# Trade hunt in Louisiana for Lisbon area



## mparrish (Oct 1, 2007)

Will be in the Lisbon area the week of Oct 21 doing duck and pheasant hunting. 2 to 3 hunters. Will have retriever. Need info on where to hunt, etc. I have a friend in Lisbon that has extended permission to hunt a lot of phesant area but he isn't too much of a duck hunter, so suggested I try here. Will trade for duck hunting in North Lousiana.


----------



## malspeck (Nov 21, 2005)

Great hunting in the Monroe area! I grew up in Jennings and hunted the Gueydan area. I have family in the Monroe area and 20 years ago I remember going on a hunt there and it was great. I wish I could help with the Lisbon area but I have no idea where that is. I'm in the Minot AFB area and not much here and it's really dry. Good Luck and if anyone could swap I think it would be worth it. :beer:


----------



## Horsager (Aug 31, 2006)

Mparrish sets a shining example regarding how to obtain good information. I hope someone takes him up on his offer.


----------



## mparrish (Oct 1, 2007)

Just got through reading the links for out of state hunters and will order the POTS maps, etc. I guess really what I am looking for is someone to take us hunting, just to be honest. Not that I don't mind doing the scouting, etc. but we are on a limited timeframe. And doesn't have to be limited to Lisbon area... have gun, will travel. Thanks


----------



## jd mn/nd (Apr 8, 2004)

Why do people always say that they do not have time to scout and then say that they do not mind doing it? Hey my vacation time is limited as well however, scouting is part of hunting, and in ND it really is not that difficult to scout all you have to do is drive down gravel roads and watch the sky and then follow the birds to where ever it is that they are going to. Now that does cost gas money, and that does take all of a couple of hours each day, but what it costs another hunter if someone hands you the GPS cords to the spot, is a tremendous amount of both wasted time and money. If you do your own scouting, and you will soon see that there is another reason, that is you will know if someone else intends to use that field or water the next day or if you will have it all to yourself, now that is not always true but if sit there long enough, to know if it is a good spot, then you will see if your the only one checking out that spot if your not alone move on until you see if you are alone.

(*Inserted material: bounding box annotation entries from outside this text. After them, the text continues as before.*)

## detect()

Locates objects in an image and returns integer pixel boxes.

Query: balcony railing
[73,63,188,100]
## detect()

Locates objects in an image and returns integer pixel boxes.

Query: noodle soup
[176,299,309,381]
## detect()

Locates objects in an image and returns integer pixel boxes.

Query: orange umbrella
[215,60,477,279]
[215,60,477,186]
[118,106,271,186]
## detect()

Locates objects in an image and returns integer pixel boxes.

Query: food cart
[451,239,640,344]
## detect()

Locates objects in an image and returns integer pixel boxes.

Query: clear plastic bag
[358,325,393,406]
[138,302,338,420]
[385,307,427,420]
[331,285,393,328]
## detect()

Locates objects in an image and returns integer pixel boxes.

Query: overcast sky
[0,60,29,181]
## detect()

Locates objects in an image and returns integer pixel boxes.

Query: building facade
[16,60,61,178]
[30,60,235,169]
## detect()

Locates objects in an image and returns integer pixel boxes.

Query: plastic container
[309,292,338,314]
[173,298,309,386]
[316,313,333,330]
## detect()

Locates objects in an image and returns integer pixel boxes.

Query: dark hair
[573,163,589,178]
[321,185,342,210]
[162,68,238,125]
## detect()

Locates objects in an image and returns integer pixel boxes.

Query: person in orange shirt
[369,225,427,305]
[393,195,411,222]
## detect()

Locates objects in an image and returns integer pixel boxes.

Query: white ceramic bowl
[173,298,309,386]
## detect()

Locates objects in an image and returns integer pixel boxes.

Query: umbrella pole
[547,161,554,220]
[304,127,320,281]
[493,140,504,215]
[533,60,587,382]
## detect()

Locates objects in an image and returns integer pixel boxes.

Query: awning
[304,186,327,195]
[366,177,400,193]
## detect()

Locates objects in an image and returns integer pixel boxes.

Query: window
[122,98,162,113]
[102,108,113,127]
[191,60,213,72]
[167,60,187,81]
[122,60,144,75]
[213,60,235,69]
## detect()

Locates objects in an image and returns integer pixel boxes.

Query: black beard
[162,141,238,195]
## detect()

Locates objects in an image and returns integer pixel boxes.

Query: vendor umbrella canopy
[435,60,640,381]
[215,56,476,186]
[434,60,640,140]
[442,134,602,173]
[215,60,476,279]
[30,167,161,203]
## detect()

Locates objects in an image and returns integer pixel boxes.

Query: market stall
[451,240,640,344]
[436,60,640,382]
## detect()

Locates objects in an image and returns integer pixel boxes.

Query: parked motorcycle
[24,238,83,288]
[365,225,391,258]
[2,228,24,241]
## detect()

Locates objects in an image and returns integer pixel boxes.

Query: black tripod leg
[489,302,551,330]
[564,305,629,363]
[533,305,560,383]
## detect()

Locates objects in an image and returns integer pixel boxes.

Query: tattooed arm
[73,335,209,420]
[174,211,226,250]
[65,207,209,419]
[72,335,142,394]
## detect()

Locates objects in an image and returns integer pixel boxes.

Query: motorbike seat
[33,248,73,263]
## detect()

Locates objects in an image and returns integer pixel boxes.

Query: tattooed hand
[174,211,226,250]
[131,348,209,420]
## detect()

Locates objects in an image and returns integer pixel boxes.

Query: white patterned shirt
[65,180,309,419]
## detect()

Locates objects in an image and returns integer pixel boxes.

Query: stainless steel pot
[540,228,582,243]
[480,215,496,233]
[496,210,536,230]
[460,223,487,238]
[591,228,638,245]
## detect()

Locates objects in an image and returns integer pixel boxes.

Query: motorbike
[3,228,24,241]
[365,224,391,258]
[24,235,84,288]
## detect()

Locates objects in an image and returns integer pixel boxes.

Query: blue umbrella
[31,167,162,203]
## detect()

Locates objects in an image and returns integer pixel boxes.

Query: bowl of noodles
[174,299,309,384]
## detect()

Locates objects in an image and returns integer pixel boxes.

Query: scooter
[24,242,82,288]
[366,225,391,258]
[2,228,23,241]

Good luck hunting and enjoy your vacation up there, and be carefull not ruin it for someone else while your there. It only gives everyone in the area something to be upset about.


----------



## mparrish (Oct 1, 2007)

I understand your concern about wanting to skip the scouting step. I've been duck hunting for about 50 years, so understand the need for it (I started at 4). Sounds like scouting is a whole lot easier there than it is in Louisiana. What with swamps and forests, etc not much terrain where you can just sit on a road and see the ducks. Plus, no "grid" of roads to follow to get to the birds. It is all 4-wheelers or boating to where they are. I can see where scouting is a lot more feasible there, even with a short time.

I'm reading the new hunter information posted here and kind of getting an idea of the patterns the birds follow there. And roosting won't be part of the plan - we never hunt past noon here.

Thanks for the patience... I'm learning. I guess I will get an education when I am up there. You don't know what you don't know. Believe me, I feel sorry for anyone wanting to just walk up and start hunting down here - much better if a native takes you under his wing! Unless they want to spend the $5,000 to $10,000 for a 5 person blind each year and have a place to hunt.

I'm just looking forward to shooting at a duck that hasn't been shot at for 1500 miles and seen thousands of spreads before it gets to us.


----------



## taddy1340 (Dec 10, 2004)

mparrish said:


> I understand your concern about wanting to skip the scouting step. I've been duck hunting for about 50 years, so understand the need for it (I started at 4). Sounds like scouting is a whole lot easier there than it is in Louisiana. What with swamps and forests, etc not much terrain where you can just sit on a road and see the ducks. Plus, no "grid" of roads to follow to get to the birds. It is all 4-wheelers or boating to where they are. I can see where scouting is a lot more feasible there, even with a short time.
> 
> I'm reading the new hunter information posted here and kind of getting an idea of the patterns the birds follow there. And roosting won't be part of the plan - we never hunt past noon here.
> 
> ...


With that attitude, you'll have a great experience...note I didn't say hunt. Take it all in and be ready to make it an annual trip. Learn what you can and don't be afraid to meet new folks!

Good luck...

Mike


----------



## mparrish (Oct 1, 2007)

Thats what we are looking for - a great experience and meet some good folks. I've done this in 3 other states and have always met great people. Our primary focus is pheasant since we don't have them here - we figured why not get a little duck hunting in while there. I'm anxious to see the "source" of where a lot of our ducks come from.


----------



## H2OfowlND (Feb 10, 2003)

mparrish - Send me a PM if you want some waterfowl hunting. I was born and raised in ND - 27yrs - now stationed at Barksdale, AFB. I'm an avid duck, goose, crane, pheasant...it flies it dies, kinda guy. Send me as much info about you and your party and what you're looking for and we'll see what we can come up with. I'll be "home" Oct. 28-Nov. 16

H2OfowlND
Mike


----------



## shiawassee_kid (Oct 28, 2005)

in all honesty, the first time i went to ND i felt the same way. I was thinking the worst (finding birds) when really it was ALOT easier than i thought. I had the same questions and worries but once i got there and found out it was alot simpler to get on birds than here...you and your crew will be fine. good luck.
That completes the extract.